Questions fréquentes

Les sommes prélevées sur mon compte courant d'associé sont-elles imposables comme revenus distribués ?
Oui, en principe, les sommes prélevées sur un compte courant d'associé peuvent être considérées comme des revenus distribués imposables, sauf si elles correspondent à un remboursement de capital ou à des opérations justifiées.
Puis-je déduire le remboursement de mon compte courant d'associé de mon revenu imposable ?
Le remboursement d'un compte courant d'associé n'est pas en soi déductible du revenu imposable, car il s'agit d'une opération de trésorerie. Toutefois, si les sommes prélevées sont imposées à tort, vous pouvez contester.
Qu'est-ce qu'un revenu distribué au sens de l'article 109 du CGI ?
L'article 109 du CGI définit les revenus distribués comme tous les bénéfices ou produits qui ne sont pas mis en réserve ou incorporés au capital, ainsi que les sommes ou valeurs mises à la disposition des associés, actionnaires ou porteurs de parts, directement ou par personnes interposées.
Comment contester une décision de la cour administrative d'appel en matière fiscale ?
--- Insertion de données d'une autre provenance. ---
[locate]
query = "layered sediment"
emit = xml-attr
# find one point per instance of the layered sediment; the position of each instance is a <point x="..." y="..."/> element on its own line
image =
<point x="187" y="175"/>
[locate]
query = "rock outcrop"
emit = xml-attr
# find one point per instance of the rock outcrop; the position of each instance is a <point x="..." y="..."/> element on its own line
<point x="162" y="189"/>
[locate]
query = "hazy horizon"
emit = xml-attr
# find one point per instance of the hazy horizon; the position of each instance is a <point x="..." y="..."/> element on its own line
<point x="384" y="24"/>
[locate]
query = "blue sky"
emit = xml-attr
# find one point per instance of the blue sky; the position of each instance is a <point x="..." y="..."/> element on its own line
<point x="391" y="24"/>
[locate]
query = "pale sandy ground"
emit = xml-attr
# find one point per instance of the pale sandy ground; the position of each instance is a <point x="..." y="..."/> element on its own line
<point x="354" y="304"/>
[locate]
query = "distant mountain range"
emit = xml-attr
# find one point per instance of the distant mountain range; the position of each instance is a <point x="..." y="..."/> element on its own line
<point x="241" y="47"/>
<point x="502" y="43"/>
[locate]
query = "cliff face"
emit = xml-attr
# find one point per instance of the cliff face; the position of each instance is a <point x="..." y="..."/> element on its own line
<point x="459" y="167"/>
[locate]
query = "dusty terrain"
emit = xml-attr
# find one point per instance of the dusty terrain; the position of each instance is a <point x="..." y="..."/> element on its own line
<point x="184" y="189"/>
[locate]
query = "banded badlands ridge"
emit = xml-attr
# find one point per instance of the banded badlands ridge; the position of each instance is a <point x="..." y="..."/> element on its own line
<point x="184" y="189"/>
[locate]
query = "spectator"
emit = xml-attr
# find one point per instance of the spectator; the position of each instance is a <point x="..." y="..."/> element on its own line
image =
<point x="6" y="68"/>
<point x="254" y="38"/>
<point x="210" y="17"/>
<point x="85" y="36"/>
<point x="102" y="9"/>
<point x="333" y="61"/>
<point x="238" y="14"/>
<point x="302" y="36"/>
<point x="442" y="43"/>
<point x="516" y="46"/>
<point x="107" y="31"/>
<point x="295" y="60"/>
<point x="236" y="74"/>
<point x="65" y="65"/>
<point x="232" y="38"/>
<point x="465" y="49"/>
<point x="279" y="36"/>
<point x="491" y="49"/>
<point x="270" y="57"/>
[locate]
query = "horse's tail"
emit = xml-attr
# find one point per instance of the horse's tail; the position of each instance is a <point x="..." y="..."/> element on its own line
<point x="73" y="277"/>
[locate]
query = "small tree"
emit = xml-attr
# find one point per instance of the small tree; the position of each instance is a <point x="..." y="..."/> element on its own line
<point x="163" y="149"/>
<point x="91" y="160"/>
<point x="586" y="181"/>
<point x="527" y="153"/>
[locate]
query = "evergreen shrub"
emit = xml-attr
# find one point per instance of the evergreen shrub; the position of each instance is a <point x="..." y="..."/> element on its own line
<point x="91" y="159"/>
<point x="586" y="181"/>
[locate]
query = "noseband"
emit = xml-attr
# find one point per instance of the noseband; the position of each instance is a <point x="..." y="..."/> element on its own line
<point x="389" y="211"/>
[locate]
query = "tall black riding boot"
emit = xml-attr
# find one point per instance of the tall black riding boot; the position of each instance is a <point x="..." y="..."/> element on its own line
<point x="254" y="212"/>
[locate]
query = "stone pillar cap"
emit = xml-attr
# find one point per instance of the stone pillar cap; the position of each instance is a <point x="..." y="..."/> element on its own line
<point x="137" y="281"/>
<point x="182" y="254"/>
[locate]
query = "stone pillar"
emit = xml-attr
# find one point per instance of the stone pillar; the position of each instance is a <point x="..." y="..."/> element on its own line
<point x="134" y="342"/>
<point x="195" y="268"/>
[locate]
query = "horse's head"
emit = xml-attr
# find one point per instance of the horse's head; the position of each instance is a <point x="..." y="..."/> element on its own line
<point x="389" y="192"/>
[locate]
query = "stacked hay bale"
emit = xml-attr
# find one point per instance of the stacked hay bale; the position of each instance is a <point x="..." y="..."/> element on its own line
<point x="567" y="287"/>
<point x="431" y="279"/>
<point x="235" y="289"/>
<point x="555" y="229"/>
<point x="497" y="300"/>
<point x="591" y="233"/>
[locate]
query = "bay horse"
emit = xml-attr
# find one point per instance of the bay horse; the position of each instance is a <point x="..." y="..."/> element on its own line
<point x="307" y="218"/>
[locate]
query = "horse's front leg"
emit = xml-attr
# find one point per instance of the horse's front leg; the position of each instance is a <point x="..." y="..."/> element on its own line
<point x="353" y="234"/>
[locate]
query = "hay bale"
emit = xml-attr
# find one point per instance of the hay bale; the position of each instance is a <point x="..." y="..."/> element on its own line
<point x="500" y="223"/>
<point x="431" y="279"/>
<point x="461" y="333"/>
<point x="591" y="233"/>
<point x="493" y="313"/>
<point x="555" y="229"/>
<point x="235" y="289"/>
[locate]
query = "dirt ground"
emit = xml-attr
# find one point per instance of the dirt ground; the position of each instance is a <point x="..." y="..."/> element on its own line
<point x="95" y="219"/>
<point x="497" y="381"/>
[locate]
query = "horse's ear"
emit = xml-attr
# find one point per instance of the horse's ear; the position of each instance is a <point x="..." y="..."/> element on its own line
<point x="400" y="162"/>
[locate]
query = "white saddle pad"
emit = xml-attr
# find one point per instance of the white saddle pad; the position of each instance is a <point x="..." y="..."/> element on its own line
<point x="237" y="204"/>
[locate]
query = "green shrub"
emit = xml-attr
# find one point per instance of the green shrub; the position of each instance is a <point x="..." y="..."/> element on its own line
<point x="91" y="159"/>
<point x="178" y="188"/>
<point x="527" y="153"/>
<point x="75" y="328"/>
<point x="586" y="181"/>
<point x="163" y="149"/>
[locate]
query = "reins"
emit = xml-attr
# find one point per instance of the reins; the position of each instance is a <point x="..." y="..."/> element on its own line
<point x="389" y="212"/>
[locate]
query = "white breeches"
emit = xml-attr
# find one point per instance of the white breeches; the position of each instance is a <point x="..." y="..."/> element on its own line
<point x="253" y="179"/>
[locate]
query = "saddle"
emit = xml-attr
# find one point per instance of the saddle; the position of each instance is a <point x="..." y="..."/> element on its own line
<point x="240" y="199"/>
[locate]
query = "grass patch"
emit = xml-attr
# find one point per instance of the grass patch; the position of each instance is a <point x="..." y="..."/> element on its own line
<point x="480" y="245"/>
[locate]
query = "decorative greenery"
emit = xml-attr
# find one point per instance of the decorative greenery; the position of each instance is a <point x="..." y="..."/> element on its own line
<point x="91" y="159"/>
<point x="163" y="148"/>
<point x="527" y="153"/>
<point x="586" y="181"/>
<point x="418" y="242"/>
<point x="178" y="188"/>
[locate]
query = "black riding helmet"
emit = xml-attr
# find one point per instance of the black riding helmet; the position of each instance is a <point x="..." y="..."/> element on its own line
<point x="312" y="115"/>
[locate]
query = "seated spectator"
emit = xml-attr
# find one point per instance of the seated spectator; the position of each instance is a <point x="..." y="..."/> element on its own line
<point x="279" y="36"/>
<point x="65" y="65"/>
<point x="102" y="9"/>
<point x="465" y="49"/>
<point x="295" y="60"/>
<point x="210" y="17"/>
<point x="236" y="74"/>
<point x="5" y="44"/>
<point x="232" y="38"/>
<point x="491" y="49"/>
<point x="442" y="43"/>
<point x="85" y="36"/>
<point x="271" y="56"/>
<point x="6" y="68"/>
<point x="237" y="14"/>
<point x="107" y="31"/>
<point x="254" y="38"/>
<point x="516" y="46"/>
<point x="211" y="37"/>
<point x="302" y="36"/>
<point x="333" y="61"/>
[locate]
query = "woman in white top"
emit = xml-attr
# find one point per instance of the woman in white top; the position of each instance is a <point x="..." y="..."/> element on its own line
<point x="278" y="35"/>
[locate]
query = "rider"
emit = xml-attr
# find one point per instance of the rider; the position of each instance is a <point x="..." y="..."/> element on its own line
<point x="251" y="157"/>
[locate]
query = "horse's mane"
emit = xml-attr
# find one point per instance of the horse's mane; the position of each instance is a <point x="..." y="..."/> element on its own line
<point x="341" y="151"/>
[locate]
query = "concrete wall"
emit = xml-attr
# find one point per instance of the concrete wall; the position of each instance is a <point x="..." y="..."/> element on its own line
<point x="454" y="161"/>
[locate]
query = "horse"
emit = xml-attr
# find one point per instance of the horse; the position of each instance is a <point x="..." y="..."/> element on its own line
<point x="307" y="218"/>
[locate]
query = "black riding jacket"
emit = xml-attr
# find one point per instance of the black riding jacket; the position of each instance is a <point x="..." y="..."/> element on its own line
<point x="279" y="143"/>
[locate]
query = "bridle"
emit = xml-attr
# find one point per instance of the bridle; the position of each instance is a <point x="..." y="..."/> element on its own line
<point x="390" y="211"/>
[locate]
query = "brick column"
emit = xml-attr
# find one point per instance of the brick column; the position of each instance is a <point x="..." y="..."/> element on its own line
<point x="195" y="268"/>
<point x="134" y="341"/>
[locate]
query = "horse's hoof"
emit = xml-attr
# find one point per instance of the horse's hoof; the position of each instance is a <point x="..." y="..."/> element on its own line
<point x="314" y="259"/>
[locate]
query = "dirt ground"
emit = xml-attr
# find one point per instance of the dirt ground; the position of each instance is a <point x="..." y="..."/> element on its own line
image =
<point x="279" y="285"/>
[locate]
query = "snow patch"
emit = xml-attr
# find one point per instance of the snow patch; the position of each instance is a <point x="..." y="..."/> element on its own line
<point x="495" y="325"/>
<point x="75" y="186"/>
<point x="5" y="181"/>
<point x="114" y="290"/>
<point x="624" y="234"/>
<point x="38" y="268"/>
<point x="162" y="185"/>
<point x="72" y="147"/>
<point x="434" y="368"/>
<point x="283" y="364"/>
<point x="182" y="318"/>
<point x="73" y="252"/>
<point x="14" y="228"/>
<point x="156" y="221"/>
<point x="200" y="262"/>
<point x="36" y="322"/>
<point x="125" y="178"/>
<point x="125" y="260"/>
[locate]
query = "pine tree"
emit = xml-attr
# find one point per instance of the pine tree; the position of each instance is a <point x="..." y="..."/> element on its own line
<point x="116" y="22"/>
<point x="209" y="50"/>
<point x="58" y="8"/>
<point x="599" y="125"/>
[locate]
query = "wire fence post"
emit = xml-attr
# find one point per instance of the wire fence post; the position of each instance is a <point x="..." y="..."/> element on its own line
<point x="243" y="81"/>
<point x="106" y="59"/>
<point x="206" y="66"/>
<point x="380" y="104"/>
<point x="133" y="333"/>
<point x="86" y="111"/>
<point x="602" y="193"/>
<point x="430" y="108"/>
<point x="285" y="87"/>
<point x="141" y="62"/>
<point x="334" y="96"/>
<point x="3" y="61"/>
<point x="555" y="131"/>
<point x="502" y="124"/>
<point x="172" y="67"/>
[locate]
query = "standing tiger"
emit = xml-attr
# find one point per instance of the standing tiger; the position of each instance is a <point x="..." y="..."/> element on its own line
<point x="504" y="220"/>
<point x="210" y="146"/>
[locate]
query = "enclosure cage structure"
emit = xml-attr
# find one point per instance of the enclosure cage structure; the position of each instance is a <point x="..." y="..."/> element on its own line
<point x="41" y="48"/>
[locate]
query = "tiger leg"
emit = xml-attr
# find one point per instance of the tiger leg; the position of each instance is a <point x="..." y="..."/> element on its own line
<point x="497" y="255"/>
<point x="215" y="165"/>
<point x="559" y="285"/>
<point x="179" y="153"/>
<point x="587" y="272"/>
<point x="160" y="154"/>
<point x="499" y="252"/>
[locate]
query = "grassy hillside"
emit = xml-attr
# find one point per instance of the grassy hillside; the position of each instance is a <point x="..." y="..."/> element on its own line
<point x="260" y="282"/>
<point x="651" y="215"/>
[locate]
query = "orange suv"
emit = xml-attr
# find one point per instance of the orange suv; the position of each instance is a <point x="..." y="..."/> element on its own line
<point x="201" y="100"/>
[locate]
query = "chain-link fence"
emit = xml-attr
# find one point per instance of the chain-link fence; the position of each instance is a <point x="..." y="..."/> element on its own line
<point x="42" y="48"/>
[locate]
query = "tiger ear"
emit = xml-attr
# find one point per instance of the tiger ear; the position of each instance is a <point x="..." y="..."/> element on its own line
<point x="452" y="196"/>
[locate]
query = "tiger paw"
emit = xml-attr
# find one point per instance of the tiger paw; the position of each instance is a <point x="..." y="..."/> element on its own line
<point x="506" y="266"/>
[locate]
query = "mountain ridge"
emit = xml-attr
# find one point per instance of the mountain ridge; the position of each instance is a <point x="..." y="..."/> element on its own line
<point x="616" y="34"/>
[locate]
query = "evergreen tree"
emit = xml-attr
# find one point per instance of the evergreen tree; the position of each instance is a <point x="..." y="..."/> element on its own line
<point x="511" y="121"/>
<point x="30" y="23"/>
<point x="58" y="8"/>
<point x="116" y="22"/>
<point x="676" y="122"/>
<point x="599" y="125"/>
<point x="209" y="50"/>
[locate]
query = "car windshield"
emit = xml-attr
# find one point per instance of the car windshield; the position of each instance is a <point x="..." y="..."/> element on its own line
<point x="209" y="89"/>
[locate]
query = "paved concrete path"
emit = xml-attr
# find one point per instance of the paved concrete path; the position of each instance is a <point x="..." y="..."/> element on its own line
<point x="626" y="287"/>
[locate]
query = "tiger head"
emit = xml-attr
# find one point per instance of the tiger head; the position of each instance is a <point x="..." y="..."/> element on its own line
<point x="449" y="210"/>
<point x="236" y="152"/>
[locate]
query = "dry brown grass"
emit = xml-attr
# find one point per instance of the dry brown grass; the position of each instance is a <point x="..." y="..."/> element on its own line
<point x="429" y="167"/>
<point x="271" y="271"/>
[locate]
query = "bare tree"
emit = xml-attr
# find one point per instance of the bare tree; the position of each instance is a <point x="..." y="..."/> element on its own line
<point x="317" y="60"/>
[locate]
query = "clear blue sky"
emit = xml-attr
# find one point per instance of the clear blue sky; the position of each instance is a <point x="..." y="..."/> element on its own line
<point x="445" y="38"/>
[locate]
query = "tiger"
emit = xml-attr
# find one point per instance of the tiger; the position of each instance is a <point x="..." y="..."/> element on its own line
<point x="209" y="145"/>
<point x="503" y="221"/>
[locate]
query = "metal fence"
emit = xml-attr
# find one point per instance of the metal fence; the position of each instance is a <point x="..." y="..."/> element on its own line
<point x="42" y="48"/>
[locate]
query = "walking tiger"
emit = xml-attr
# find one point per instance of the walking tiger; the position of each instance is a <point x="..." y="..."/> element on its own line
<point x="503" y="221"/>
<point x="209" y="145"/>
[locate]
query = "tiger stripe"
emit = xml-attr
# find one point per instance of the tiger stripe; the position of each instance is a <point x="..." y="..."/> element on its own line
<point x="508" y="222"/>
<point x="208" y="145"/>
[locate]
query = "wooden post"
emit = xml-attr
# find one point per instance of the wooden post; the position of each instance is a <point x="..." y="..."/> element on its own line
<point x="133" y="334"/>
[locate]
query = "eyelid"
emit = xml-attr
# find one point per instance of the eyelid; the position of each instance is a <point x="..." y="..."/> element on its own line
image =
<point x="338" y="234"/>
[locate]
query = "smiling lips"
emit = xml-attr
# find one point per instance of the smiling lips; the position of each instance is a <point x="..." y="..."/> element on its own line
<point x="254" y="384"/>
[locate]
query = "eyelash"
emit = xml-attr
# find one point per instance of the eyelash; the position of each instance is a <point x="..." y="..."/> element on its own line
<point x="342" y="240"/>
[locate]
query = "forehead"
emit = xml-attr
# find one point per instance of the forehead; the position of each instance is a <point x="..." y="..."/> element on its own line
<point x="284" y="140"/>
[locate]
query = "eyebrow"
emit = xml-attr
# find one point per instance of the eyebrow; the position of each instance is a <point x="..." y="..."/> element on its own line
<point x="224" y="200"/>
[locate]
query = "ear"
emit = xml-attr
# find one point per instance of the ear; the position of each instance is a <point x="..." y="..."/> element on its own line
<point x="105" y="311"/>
Vous pouvez former un pourvoi en cassation devant le Conseil d'État dans un délai de deux mois. Le pourvoi doit être admis par le Conseil d'État, qui examine s'il existe un moyen sérieux.
Qu'est-ce que la procédure d'admission des pourvois en cassation devant le Conseil d'État ?
La procédure d'admission est un filtre : le Conseil d'État refuse d'examiner le fond si le pourvoi est irrecevable ou ne repose sur aucun moyen sérieux. Seuls les pourvois présentant un intérêt juridique important sont admis.
Une insuffisance de motivation de l'arrêt de la cour peut-elle justifier l'admission d'un pourvoi ?
Oui, l'insuffisance de motivation peut constituer un moyen sérieux, mais encore faut-il que la cour ait omis de répondre à des moyens opérants. En l'espèce, le Conseil d'État a estimé que ce n'était pas le cas.